Airesis’ total revenues were up by about 43 percent to 108.7 million Swiss francs (€66.4m-$90.3m), but this was due to the fact that, in 2005, Le Coq was only consolidated from October. Excluding this effect, sales for Boards & More remained almost exactly stable at CHF 69.6 million (€42.5m-$57.8m), while sales at Le Coq, excluding licenses, crept up almost imperceptibly to CHF 39.1 million (€23.9m-$32.5m).

The Swiss holding company suffered an operating loss of CHF 26.1 million (€15.9m-$21.7m) for 2006, widening the operating loss of nearly CHF 4.8 million reported for the previous year. It ended the year with net losses of CHF 19.2 million (€11.7m-$15.9m), compared with a profit of CHF 2.5 million in 2005.

Le Coq accounted for an operating loss of about CHF 10 million (€6.1m-$8.3m). Headed by former Adidas executives, it saw its payroll more than double to 119 people and its operating expenses jumped by nearly 70 percent to CHF 26 million (€15.8m-$21.5m). The company expects the investments to fully pay off in the mid-term but indicates that the efforts are already beginning to show in its order book. Le Coq’s sales for 2007 are expected to grow at double-digit rates.

Meanwhile Boards & More, the Austrian-based company that groups ownership and licensing rights for several boardsports brands, reported operating losses of about CHF 13 million (€7.9m-$10.8m). This included heavy restructuring charges as the company dismantled its international management structure and replaced it with management teams for each of the brands. Till Eberle has been heading up Fanatic, Ion and North Kiteboarding since the beginning of this year, while Boris Zwettkoff will take over Mistral’s leadership from June.

The adjustments continued in 2007 as Airesis decided to sell off its F2 surfing brand, to further downsize the Boards & More head office and to close down its sales offices in several European countries. Subsidiaries in Germany, Austria, Switzerland, which sold all the Boards & More brands, are being replaced with agencies that each handle a specific brand. The French subsidiary will remain as a legal entity but will otherwise function as an agency. Still, the restructuring costs for Boards & More should be much lower for 2007 than last year.

The investments in both Le Coq and Boards & More were financed through the sale of other assets, including real estate. Airesis, which is partly owned by Robert Louis-Dreyfus, the wealthy former shareholder and chief executive of Adidas, has now divested nearly all its assets unrelated to sports, from toys to information technology, generating net proceeds of nearly CHF 8.6 million (€5.3m-$7.1m) last year.

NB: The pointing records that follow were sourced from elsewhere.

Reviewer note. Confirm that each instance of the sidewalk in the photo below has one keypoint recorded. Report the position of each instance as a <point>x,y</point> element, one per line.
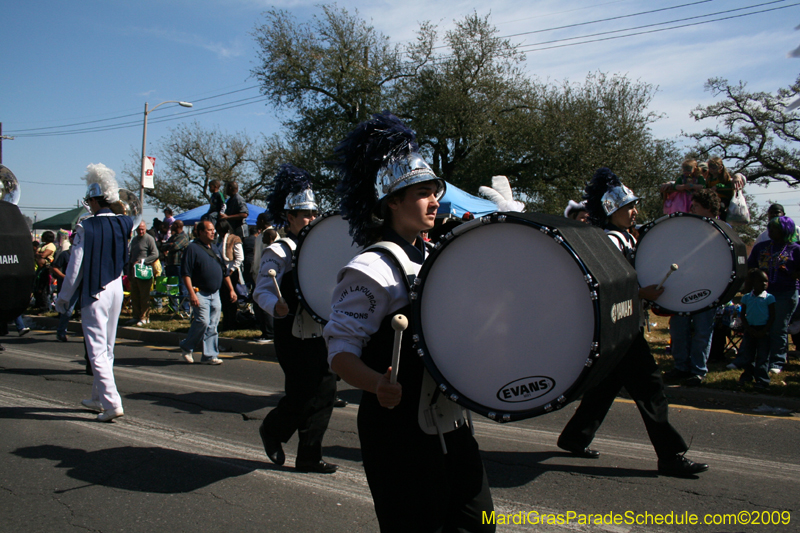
<point>695,397</point>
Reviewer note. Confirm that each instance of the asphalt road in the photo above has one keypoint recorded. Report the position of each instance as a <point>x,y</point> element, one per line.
<point>187,457</point>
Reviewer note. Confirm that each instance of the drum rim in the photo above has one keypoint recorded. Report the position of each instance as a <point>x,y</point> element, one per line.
<point>716,303</point>
<point>443,385</point>
<point>295,272</point>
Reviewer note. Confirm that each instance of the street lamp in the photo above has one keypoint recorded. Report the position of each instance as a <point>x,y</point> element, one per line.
<point>144,141</point>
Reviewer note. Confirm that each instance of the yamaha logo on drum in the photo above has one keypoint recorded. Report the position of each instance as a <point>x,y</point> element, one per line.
<point>621,310</point>
<point>522,390</point>
<point>696,296</point>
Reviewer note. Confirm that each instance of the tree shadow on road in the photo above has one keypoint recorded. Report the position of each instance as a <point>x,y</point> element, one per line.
<point>200,402</point>
<point>516,469</point>
<point>137,469</point>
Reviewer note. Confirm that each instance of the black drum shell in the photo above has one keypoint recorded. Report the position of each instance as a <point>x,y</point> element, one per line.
<point>608,275</point>
<point>735,261</point>
<point>17,267</point>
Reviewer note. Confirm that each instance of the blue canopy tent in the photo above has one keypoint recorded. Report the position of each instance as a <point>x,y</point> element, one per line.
<point>192,217</point>
<point>456,202</point>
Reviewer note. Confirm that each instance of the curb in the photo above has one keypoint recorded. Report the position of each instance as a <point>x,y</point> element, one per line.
<point>167,338</point>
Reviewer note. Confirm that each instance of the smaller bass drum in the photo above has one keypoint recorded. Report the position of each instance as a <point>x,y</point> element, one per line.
<point>324,247</point>
<point>711,259</point>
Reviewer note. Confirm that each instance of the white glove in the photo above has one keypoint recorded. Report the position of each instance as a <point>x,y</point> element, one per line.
<point>500,193</point>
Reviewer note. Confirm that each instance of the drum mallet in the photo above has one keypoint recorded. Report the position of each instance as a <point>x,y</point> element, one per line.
<point>399,325</point>
<point>673,267</point>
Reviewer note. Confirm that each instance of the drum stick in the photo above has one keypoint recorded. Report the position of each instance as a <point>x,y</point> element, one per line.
<point>673,267</point>
<point>399,324</point>
<point>271,273</point>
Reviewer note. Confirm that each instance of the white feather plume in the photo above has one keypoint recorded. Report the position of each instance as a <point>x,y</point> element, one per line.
<point>501,194</point>
<point>106,178</point>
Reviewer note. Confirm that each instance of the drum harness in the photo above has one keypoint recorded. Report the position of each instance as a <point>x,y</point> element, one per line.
<point>437,415</point>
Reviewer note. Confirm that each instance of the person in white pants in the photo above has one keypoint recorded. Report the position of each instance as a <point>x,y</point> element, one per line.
<point>99,254</point>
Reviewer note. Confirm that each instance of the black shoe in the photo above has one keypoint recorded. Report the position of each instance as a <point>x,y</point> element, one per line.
<point>272,446</point>
<point>317,467</point>
<point>694,381</point>
<point>680,466</point>
<point>586,452</point>
<point>338,402</point>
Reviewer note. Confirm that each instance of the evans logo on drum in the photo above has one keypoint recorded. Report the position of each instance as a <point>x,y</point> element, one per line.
<point>696,296</point>
<point>525,389</point>
<point>621,310</point>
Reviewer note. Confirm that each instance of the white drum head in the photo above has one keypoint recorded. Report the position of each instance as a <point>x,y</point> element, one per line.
<point>507,317</point>
<point>704,259</point>
<point>325,248</point>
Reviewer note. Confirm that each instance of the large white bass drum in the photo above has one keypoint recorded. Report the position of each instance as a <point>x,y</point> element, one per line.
<point>710,256</point>
<point>324,247</point>
<point>516,314</point>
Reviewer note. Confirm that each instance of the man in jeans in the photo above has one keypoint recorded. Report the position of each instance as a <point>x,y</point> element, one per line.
<point>202,268</point>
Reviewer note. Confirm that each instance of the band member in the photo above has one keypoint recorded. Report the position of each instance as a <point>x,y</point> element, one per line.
<point>390,194</point>
<point>612,206</point>
<point>309,385</point>
<point>99,254</point>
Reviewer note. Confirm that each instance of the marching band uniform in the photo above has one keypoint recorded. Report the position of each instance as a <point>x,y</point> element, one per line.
<point>99,254</point>
<point>415,485</point>
<point>310,387</point>
<point>637,371</point>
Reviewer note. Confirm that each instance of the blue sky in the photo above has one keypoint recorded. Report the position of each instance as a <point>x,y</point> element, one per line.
<point>98,62</point>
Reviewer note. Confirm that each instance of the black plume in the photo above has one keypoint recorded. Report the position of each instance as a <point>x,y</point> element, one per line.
<point>360,156</point>
<point>601,182</point>
<point>289,179</point>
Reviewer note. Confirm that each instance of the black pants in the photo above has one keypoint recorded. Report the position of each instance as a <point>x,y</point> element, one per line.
<point>415,486</point>
<point>310,389</point>
<point>641,377</point>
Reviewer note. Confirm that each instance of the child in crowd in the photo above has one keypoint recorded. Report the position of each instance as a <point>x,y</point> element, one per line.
<point>758,314</point>
<point>678,198</point>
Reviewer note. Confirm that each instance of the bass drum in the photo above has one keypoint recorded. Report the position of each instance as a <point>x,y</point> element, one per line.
<point>711,259</point>
<point>515,315</point>
<point>324,247</point>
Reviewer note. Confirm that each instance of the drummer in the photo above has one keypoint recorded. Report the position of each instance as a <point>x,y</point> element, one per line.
<point>389,193</point>
<point>612,206</point>
<point>309,385</point>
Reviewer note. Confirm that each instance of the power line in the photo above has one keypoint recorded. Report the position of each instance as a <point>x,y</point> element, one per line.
<point>647,32</point>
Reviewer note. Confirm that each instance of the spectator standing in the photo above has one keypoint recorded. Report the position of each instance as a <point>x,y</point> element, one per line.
<point>236,210</point>
<point>719,179</point>
<point>779,257</point>
<point>692,335</point>
<point>216,203</point>
<point>173,251</point>
<point>263,319</point>
<point>143,249</point>
<point>203,268</point>
<point>230,246</point>
<point>758,315</point>
<point>166,224</point>
<point>59,271</point>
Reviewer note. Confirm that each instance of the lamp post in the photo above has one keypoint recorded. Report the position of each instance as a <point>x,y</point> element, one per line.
<point>144,141</point>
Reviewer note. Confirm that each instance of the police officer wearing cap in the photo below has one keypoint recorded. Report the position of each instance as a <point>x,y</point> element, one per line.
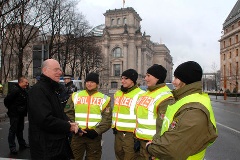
<point>189,126</point>
<point>151,107</point>
<point>91,110</point>
<point>124,118</point>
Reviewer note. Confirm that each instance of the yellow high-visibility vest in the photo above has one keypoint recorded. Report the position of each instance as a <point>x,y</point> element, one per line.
<point>172,109</point>
<point>123,117</point>
<point>88,108</point>
<point>146,111</point>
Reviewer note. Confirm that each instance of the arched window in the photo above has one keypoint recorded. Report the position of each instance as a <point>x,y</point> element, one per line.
<point>116,69</point>
<point>124,20</point>
<point>112,22</point>
<point>117,52</point>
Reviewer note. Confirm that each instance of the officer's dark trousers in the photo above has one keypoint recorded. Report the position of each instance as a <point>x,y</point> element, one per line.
<point>124,146</point>
<point>92,147</point>
<point>16,129</point>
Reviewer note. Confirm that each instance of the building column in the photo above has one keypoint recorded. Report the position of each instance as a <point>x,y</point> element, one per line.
<point>139,67</point>
<point>125,54</point>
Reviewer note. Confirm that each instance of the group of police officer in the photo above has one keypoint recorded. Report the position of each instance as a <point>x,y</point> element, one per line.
<point>152,124</point>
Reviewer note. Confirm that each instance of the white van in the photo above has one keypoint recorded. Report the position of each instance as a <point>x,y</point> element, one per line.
<point>77,83</point>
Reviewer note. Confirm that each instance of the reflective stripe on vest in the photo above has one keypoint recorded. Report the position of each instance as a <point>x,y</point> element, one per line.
<point>172,109</point>
<point>123,117</point>
<point>88,108</point>
<point>147,112</point>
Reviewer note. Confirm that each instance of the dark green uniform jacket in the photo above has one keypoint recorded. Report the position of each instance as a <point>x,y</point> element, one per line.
<point>190,132</point>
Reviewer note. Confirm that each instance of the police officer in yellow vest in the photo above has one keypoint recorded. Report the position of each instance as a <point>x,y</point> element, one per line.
<point>151,107</point>
<point>189,125</point>
<point>91,110</point>
<point>124,118</point>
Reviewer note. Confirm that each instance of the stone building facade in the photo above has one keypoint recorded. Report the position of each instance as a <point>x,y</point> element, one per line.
<point>125,46</point>
<point>229,50</point>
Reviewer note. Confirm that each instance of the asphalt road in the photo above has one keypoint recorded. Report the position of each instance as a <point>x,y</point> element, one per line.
<point>226,147</point>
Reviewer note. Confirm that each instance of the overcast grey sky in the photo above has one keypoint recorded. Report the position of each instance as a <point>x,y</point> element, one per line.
<point>189,28</point>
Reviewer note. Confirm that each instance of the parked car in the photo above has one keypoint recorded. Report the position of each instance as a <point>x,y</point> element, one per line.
<point>170,85</point>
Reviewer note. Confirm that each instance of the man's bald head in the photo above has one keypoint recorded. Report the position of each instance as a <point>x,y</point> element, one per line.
<point>51,68</point>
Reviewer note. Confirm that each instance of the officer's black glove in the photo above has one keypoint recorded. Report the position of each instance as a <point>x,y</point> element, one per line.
<point>91,133</point>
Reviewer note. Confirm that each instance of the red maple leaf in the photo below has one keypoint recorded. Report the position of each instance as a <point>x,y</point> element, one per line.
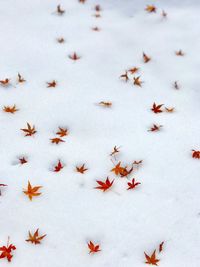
<point>6,251</point>
<point>156,108</point>
<point>104,185</point>
<point>93,248</point>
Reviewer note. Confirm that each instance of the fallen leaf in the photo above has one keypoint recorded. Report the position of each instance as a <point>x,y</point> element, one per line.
<point>62,132</point>
<point>157,108</point>
<point>35,238</point>
<point>10,109</point>
<point>93,248</point>
<point>32,191</point>
<point>104,186</point>
<point>81,169</point>
<point>155,128</point>
<point>151,259</point>
<point>6,251</point>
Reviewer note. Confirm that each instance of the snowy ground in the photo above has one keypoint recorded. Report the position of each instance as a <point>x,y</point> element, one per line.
<point>125,223</point>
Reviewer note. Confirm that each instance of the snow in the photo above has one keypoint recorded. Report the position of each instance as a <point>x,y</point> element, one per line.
<point>165,207</point>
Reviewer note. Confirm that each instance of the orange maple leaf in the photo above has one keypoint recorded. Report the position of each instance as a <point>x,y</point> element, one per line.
<point>156,108</point>
<point>10,109</point>
<point>81,169</point>
<point>35,238</point>
<point>62,132</point>
<point>32,191</point>
<point>29,130</point>
<point>56,140</point>
<point>151,259</point>
<point>93,248</point>
<point>137,81</point>
<point>155,128</point>
<point>104,186</point>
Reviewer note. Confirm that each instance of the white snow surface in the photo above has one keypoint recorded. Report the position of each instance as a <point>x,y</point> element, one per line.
<point>166,206</point>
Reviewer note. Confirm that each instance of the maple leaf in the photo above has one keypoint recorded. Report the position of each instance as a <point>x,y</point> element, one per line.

On the other hand, the costs incurred for the acquisition of Le Coq were slightly reduced last year, when Airesis activated a guarantee on assets. It had agreed to pay CHF 10.4 million (€6.3m-$8.6m) for 70 percent of Le Coq but this price was reduced by CHF 2.3 million (€1.4m-$1.9m) when Airesis successfully argued that the assets it had acquired did not match the value described by the seller. As part of the company’s new capitalization, Airesis’ share in Le Coq has since risen to 84 percent.

The French brand is now valued in Airesis’ books at CHF 30 million (€18.3m-$24.9m), compared with CHF 11 million (€6.7m-$9.1m) for the Boards & More brands. However, Interbrand evaluates the net worth of Le Coq at €40 million as a going concern, and its market value at €90 million.